On Wednesday, August 28, 2019 at 12:10:56 AM UTC-5, Alex Harsanyi wrote:
> I am curious to know how you plan to comply with section 4.d of the LGPL, 
> which states that the users of your application must be able to replace the 
> LGPL "library" with a modified version of their own -- this means all the 
> racket packages that you use in your application (even the ones shipped 
> with Racket):

Excellent question. I don’t intend to comply with the LGPL.

My reasoning is as follows:

We know that a couple of years ago, Racket’s caretakers took steps to try 
to change Racket from LGPL to MIT+Apache.
We know that effort has effectively stalled out, with no definite 
explanation given as to why (as far as I know).

So either 
  a) Racket's caretakers have changed their minds and no longer agree that 
the license should be changed, OR
  b) Racket's caretakers have been unable to get all of the original 
copyright-holding contributors to sign off on the change, because of an 
inability to get a response or because some contributors have refused, or 
because the caretakers themselves haven't had time to finish the process, OR
  c) The whole process has been placed on hold because of external factors 
(such as deference to SFC standards/timing), OR
  d) The process is on track but we haven't been told yet. (Perhaps it’s 
very nearly done, perhaps it's being worked on mostly by people who don’t 
know we’re having this discussion, etc.)

I have ruled out (a) since in that case we would expect them to say the 
change is off and put the matter to rest.
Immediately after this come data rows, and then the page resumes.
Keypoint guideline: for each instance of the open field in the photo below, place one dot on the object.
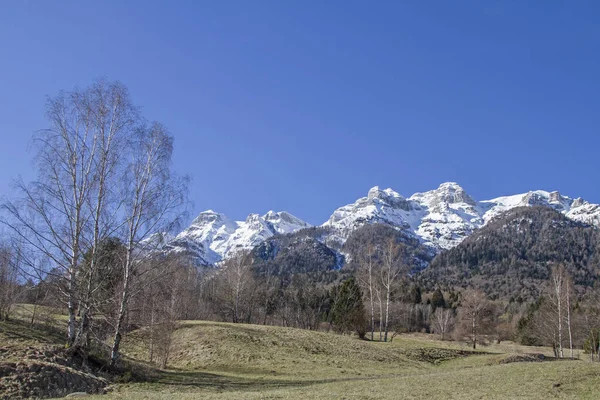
(224, 361)
(212, 360)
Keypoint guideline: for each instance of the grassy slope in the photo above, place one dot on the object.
(224, 361)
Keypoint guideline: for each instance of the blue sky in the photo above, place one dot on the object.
(304, 105)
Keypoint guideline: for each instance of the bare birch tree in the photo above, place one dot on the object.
(152, 197)
(391, 269)
(558, 294)
(442, 321)
(367, 266)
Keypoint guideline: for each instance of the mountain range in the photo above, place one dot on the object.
(440, 219)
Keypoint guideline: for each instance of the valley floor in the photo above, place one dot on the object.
(212, 360)
(226, 361)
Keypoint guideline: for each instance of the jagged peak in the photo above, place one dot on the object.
(253, 218)
(376, 192)
(447, 192)
(450, 185)
(209, 216)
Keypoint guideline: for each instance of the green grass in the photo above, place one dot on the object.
(226, 361)
(212, 360)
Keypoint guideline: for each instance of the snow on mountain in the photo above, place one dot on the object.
(213, 237)
(444, 217)
(440, 218)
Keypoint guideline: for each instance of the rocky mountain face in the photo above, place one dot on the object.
(439, 219)
(213, 237)
(444, 217)
(512, 255)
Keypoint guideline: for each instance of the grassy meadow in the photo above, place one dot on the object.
(211, 360)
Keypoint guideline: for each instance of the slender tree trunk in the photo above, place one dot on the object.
(371, 300)
(387, 314)
(114, 354)
(569, 321)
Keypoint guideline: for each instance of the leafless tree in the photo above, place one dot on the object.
(475, 316)
(152, 200)
(391, 269)
(237, 287)
(367, 278)
(8, 281)
(63, 214)
(560, 293)
(442, 321)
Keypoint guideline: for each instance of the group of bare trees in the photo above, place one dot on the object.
(380, 269)
(103, 173)
(9, 285)
(563, 318)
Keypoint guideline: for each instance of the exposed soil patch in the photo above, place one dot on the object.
(43, 373)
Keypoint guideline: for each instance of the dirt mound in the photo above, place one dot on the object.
(532, 357)
(435, 355)
(44, 373)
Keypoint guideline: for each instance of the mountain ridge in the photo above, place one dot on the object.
(440, 218)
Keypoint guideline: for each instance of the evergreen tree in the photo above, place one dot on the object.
(348, 313)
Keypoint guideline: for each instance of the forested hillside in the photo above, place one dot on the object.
(512, 255)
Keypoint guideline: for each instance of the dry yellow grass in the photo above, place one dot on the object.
(225, 361)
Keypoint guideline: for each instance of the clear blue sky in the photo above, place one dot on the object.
(304, 105)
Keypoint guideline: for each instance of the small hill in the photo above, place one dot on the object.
(269, 350)
(512, 255)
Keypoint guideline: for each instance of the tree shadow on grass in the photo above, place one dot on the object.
(205, 380)
(21, 331)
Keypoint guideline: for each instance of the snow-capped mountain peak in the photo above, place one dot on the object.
(213, 237)
(445, 216)
(440, 218)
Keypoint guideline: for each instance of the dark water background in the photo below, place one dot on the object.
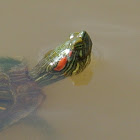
(108, 108)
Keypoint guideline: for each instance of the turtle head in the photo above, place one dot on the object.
(70, 58)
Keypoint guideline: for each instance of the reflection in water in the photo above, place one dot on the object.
(105, 109)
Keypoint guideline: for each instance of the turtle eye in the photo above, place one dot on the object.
(78, 43)
(61, 64)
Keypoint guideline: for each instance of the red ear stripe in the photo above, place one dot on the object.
(70, 53)
(61, 64)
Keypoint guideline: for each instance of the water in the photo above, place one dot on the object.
(105, 109)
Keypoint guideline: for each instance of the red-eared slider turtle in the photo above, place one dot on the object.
(20, 89)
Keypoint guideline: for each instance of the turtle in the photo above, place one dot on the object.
(20, 87)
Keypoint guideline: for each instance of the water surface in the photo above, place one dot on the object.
(105, 109)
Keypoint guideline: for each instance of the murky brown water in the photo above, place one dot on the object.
(108, 108)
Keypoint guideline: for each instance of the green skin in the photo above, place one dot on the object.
(20, 89)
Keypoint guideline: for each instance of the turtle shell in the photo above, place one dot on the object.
(19, 95)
If (b) or (c) or (d) is the case, then it remains that *most* of Racket’s 
key contributors still believe in, and fully intend to effect, a switch to 
a more permissive license. Which in turn means that an enforcement action 
(against a developer doing something that would be allowed under those more 
permissive terms) is vanishingly unlikely. The worst case would be a (b) 
situation where some contributors are refusing; even in that case, unless 
the contributors are themselves lawyers, the practical threat of an action 
would (I think?) be small.

Perhaps naively (IANAL), I am willing to be the guinea pig who will put 
these assumptions to the test by violating the terms of Racket’s current 
license. I’ve decided to make the test more interesting by announcing my 
intent here. I will let you all know if I receive any lawyer letters after 
release day. Any such letters would flush out who the recalcitrant 
contributors are and help us identify which portions of Racket need to be 
rewritten to allow the license change to proceed.